The multi-passenger van (pronounced “wan” in Thai) can be found wherever tourists can be found, and they often serve as small, air conditioned, inter-city buses on some rural routes. Almost every automobile manufacturer makes vans in Thailand, as both the usage and demand for these vehicles is high. The average van is equipped with two seats in front (driver and guide) plus three rows of three seats for the passengers/tourists. Large people should try to sit in the first of these three rows, because access to the back two rows is a little cramped. With much of the interior room being used for people, the internal cargo/luggage capacity is not large, and so large luggage may have to ride on top of the van.
Here is an ingenious way to transport goods or your family on small or obstructed roads. These converted motorcycles have a large sidecar that can carry cargo, or can be equipped as a mobile kitchens, barbecue, iced fruit stand, and the like. Many of these vehicles have a somewhat disreputable appearance, leading to the suspicion that this conversion is the fate of older motorcycles, but occasionally you can see a nice, new conversion job that is the proud but inexpensive means of transport for some Thai family or small business.
There are many brands and styles of motorcycles in Thailand, ranging from the 100cc Honda Dream to Harley Davidsons imported from abroad. By a large margin, the most popular motorcycles are the 100-110cc models like the Honda Dream. Only recently, the Thai government has begun to emphasize the 4 cycle engines to replace the 2 cycle engines. This means that, in the future, most motorcycles will be the cleaner but more expensive 4 cycle models, but for now the cheaper but dirtier 2 cycle models will be the most common.
It is now legal to manufacture (and therefore to license) larger engines than before, and so one can find 175cc (pictured above) and 200cc bikes in both street versions and off road versions.
The most common type of public transportation has to be the “song thaew”. Named for the two benches found in the rear passenger area, the song thaew is a pickup truck converted for carrying passengers and some cargo. These vehicles are regulated and licensed by the government, and the color of the paint indicates the general route or purpose that each song thaew follows. In Chiang Mai, red song thaews roam the city and are free to travel anywhere, while white song thaews travel between Wararot Market and the suburban city of Sankampaeng, and yellow song thaews usually travel from Chiang Mai to outlying cities, with some traveling as far as 100 km. or more.

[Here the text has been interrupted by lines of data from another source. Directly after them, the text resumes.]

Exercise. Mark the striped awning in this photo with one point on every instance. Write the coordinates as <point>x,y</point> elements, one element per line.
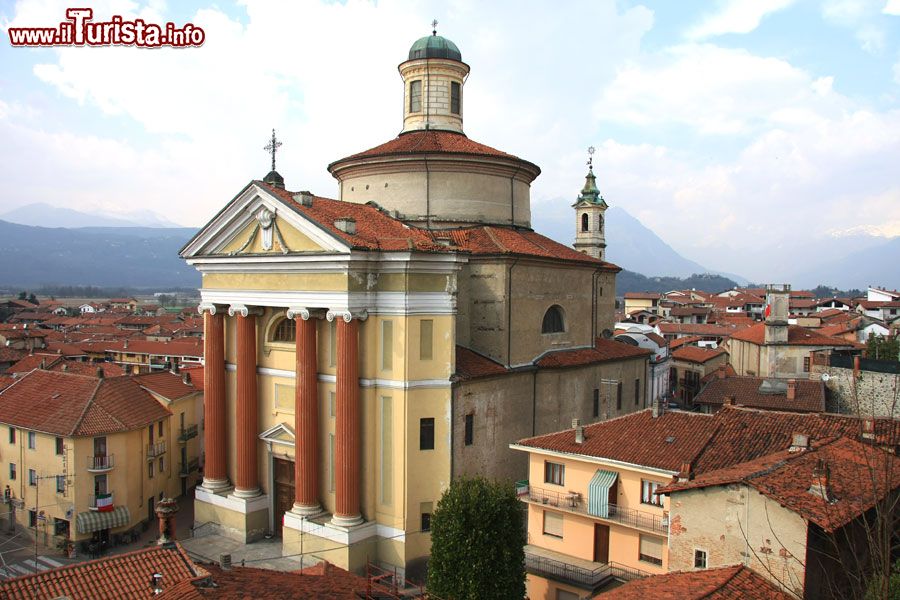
<point>598,492</point>
<point>89,521</point>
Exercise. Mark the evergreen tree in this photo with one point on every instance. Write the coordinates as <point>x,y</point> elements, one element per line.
<point>477,542</point>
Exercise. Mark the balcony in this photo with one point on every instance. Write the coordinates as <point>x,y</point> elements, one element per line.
<point>591,575</point>
<point>577,503</point>
<point>156,449</point>
<point>187,433</point>
<point>92,501</point>
<point>189,467</point>
<point>101,464</point>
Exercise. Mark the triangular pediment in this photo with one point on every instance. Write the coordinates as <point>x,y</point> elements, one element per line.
<point>256,222</point>
<point>280,434</point>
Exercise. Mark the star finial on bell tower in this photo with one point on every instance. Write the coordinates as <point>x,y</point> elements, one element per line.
<point>272,147</point>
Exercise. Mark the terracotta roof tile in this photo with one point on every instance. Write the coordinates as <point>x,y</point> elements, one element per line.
<point>604,350</point>
<point>797,336</point>
<point>810,395</point>
<point>736,581</point>
<point>123,576</point>
<point>859,475</point>
<point>696,354</point>
<point>78,405</point>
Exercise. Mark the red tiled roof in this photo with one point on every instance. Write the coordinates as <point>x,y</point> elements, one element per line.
<point>859,475</point>
<point>810,395</point>
<point>123,576</point>
<point>166,384</point>
<point>77,405</point>
<point>472,365</point>
<point>709,442</point>
<point>616,439</point>
<point>722,583</point>
<point>696,354</point>
<point>87,368</point>
<point>797,336</point>
<point>376,230</point>
<point>430,141</point>
<point>604,350</point>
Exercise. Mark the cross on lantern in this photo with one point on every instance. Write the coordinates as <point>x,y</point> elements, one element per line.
<point>272,147</point>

You might like to see our separate article on “How to Use A Song Thaew” – it will help you make use of this cheap and available public transportation.
Many people in Thailand, like elsewhere in the world, like to have a 4 wheel drive vehicle (also called a Sports Utility Vehicle or SUV), often more for the image than for the capability. In fact, most SUVs are never taken off road (it might damage the paint job and get mud on the tires, you see). Almost all automobile manufacturers in Thailand include on or more SUVs in their line. Since many drivers in Thailand seem to equate (confuse?) vehicle size with importance, having a large SUV with tall tires and lights and things is a quick way to look good and feel important when stuck in a traffic jam.

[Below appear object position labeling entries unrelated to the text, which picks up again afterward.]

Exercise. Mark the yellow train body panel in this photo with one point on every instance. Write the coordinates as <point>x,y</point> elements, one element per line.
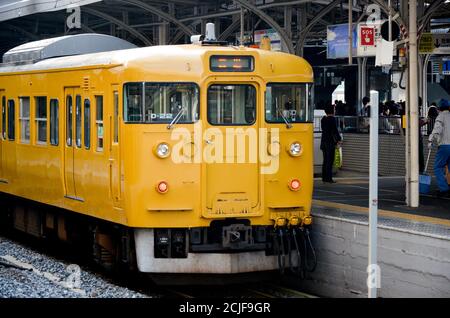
<point>118,183</point>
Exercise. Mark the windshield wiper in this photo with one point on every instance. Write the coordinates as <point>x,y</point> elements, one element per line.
<point>288,124</point>
<point>177,118</point>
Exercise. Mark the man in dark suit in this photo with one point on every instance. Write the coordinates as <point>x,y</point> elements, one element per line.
<point>330,139</point>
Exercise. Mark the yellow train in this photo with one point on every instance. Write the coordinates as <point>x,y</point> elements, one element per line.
<point>170,159</point>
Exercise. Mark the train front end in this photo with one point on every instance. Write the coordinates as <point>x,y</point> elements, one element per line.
<point>222,176</point>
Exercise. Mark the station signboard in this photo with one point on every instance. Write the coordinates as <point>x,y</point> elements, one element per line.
<point>434,43</point>
<point>369,36</point>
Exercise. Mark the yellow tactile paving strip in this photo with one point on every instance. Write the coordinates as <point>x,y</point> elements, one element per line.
<point>383,213</point>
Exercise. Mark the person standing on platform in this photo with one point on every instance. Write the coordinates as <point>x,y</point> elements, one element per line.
<point>330,139</point>
<point>441,136</point>
<point>365,110</point>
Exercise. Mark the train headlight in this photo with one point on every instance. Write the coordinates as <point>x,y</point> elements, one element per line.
<point>162,150</point>
<point>295,149</point>
<point>274,148</point>
<point>294,185</point>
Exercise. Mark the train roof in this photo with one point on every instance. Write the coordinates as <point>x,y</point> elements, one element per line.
<point>171,57</point>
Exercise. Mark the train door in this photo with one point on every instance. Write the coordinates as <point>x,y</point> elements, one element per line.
<point>114,146</point>
<point>2,127</point>
<point>233,180</point>
<point>3,130</point>
<point>70,96</point>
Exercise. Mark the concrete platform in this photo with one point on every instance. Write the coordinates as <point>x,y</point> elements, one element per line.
<point>413,244</point>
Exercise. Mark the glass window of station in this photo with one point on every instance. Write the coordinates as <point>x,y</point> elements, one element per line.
<point>293,101</point>
<point>161,102</point>
<point>231,104</point>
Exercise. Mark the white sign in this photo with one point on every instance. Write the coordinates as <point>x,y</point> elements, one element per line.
<point>275,40</point>
<point>368,37</point>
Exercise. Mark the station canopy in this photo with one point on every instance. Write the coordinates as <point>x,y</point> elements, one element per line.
<point>11,9</point>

Of course, the ultimate way to look good and feel important is to have a well-known luxury car. Judging from the number of Mercedes Benz, BMW, Audi, Jaguars, and other luxury vehicles that are found on the Thai roads, there are many, many very important people on the roads of Thailand. Not too long ago, the appearance of a Benz on the road was enough to send pedestrians and other cars scurrying to the side of the road to permit the exalted personage to pass, but with the rising numbers of vehicles on the road, this behavior has already changed to a more egalitarian style of driving. Alas, some luxury car drivers don’t know or about (or refuse to acknowledge) this change, and they still drive like they are the sole owner of the road, so please be careful.